The code about the array loop is a bit inconvenient to post out, but I hope my friends can give me a idea, here first thank you $ _ array_article = array ("http://blog.csdn.net/anewczs/article/details/6617391 "); // $ _ array_article [] = "http: // B's question about array loops
The code is a bit inconvenient to post, but I hope my friends can give me a thought. thank you first.
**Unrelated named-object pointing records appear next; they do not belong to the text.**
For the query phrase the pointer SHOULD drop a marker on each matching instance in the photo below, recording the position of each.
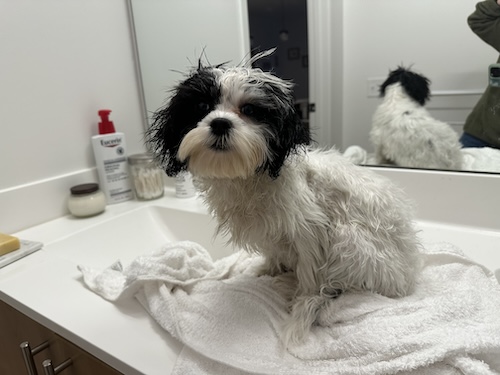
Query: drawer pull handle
(28, 354)
(50, 370)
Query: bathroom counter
(47, 286)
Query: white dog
(318, 220)
(404, 133)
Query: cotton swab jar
(147, 177)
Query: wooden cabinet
(16, 328)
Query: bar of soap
(8, 244)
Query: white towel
(229, 319)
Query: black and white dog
(404, 133)
(318, 220)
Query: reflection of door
(324, 19)
(282, 24)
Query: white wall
(173, 35)
(61, 62)
(433, 35)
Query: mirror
(352, 47)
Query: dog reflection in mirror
(317, 219)
(403, 131)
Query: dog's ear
(294, 136)
(165, 137)
(292, 133)
(182, 114)
(415, 85)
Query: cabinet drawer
(16, 328)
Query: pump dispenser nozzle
(105, 126)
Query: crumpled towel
(230, 320)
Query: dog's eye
(248, 109)
(203, 107)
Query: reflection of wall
(266, 20)
(432, 35)
(172, 35)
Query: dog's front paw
(303, 315)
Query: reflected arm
(485, 22)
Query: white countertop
(48, 287)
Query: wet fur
(404, 133)
(323, 225)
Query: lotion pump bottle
(111, 159)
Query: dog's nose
(220, 126)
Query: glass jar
(147, 177)
(86, 200)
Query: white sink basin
(136, 233)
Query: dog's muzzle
(221, 129)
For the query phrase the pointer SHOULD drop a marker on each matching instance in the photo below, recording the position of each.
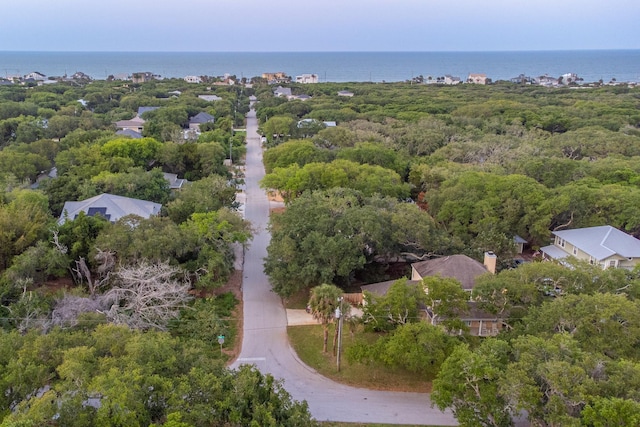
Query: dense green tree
(323, 302)
(277, 128)
(294, 180)
(468, 383)
(135, 183)
(417, 347)
(133, 379)
(205, 195)
(24, 219)
(447, 301)
(399, 306)
(140, 151)
(344, 231)
(298, 152)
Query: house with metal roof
(604, 245)
(110, 206)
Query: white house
(307, 78)
(193, 79)
(604, 245)
(39, 77)
(479, 79)
(210, 98)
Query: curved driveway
(265, 342)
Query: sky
(327, 25)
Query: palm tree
(323, 303)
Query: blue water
(591, 65)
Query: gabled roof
(382, 288)
(110, 206)
(282, 91)
(460, 267)
(602, 242)
(142, 110)
(210, 98)
(175, 183)
(202, 118)
(130, 133)
(137, 121)
(518, 239)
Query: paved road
(265, 341)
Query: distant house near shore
(193, 79)
(143, 77)
(307, 78)
(39, 77)
(200, 119)
(282, 91)
(451, 80)
(277, 77)
(478, 79)
(604, 246)
(210, 98)
(135, 124)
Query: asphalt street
(265, 343)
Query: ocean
(591, 65)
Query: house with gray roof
(210, 98)
(142, 110)
(135, 124)
(604, 245)
(110, 206)
(199, 119)
(282, 91)
(460, 267)
(175, 183)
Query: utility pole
(339, 316)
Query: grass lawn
(307, 342)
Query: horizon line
(325, 51)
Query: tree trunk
(326, 337)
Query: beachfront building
(307, 78)
(193, 79)
(478, 79)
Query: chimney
(490, 260)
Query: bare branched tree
(147, 296)
(68, 308)
(56, 242)
(106, 262)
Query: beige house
(465, 270)
(136, 124)
(480, 323)
(604, 245)
(307, 78)
(460, 267)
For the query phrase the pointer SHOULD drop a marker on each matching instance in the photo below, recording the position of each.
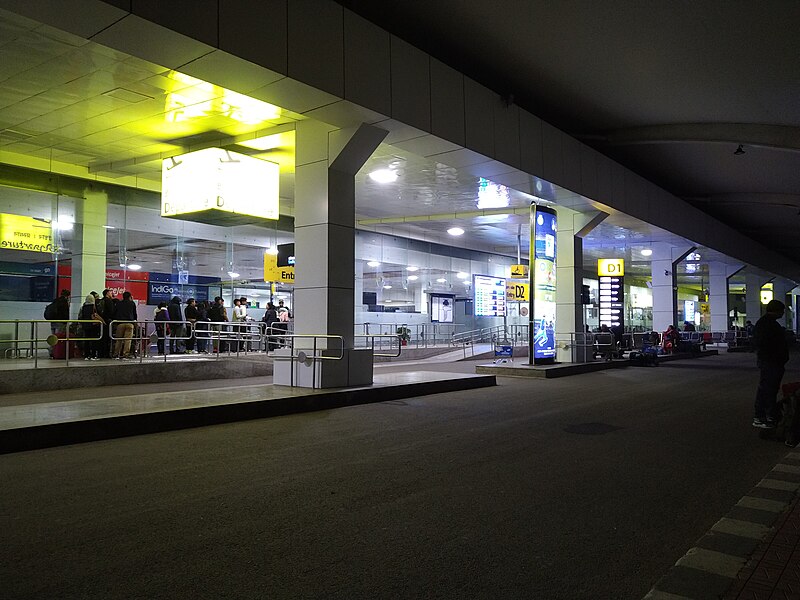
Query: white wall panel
(530, 143)
(479, 102)
(316, 39)
(367, 70)
(256, 31)
(411, 85)
(447, 103)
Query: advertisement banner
(544, 285)
(19, 232)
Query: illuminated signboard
(611, 291)
(544, 285)
(19, 232)
(490, 296)
(219, 187)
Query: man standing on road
(769, 342)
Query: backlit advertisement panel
(544, 285)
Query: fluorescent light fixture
(383, 175)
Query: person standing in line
(177, 330)
(772, 353)
(126, 313)
(191, 314)
(88, 312)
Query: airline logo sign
(519, 271)
(276, 274)
(517, 292)
(611, 267)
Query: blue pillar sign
(542, 342)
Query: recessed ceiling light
(383, 175)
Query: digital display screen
(490, 296)
(612, 298)
(442, 309)
(544, 285)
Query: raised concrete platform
(523, 369)
(43, 425)
(19, 376)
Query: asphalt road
(584, 487)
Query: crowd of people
(181, 328)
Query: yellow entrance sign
(517, 292)
(18, 232)
(611, 267)
(272, 272)
(519, 271)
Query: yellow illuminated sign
(517, 292)
(274, 273)
(611, 267)
(519, 271)
(215, 185)
(18, 232)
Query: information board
(612, 301)
(544, 285)
(490, 296)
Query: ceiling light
(383, 175)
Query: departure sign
(612, 301)
(544, 285)
(490, 296)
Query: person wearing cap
(772, 351)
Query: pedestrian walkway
(753, 553)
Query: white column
(572, 227)
(327, 160)
(663, 266)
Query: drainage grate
(591, 428)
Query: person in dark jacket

$ _ Array_article = array ("http://blog.csdn.net/anewczs/article/details/6617391 ");
// $ _ Array_article [] = "http://blog.csdn.net/tianlesoftware/article/details/6723117 ";
Foreach ($ _ array_article as $ value ){
$ Spider-> begin_url = $ value;
File_get_contents ($ spider-> begin_url );
_ Spider ($ spider-> fetch_turl ($ spider-> begin_url ));
}
Here is a part of the code. each link is processed through an array composed of links. However, if the array element is greater than one, an error occurs, I feel that after a loop is executed, some values in the memory affect the second loop, which leads to an error, how can I add new elements to the two global arrays I need and clear all other memory values?
------ Solution --------------------
It is easy to get stuck in an endless loop.
This is generally the case for crawling.
#1. create a file to save the url
#2. append the captured url to the file
#3. Read the url in the file, capture data in one row, and repeat #2, #3
There are some problems, such as how to avoid two crawlers with the same link and how to limit the target to a domain name .. And so on. I believe you can solve these small problems.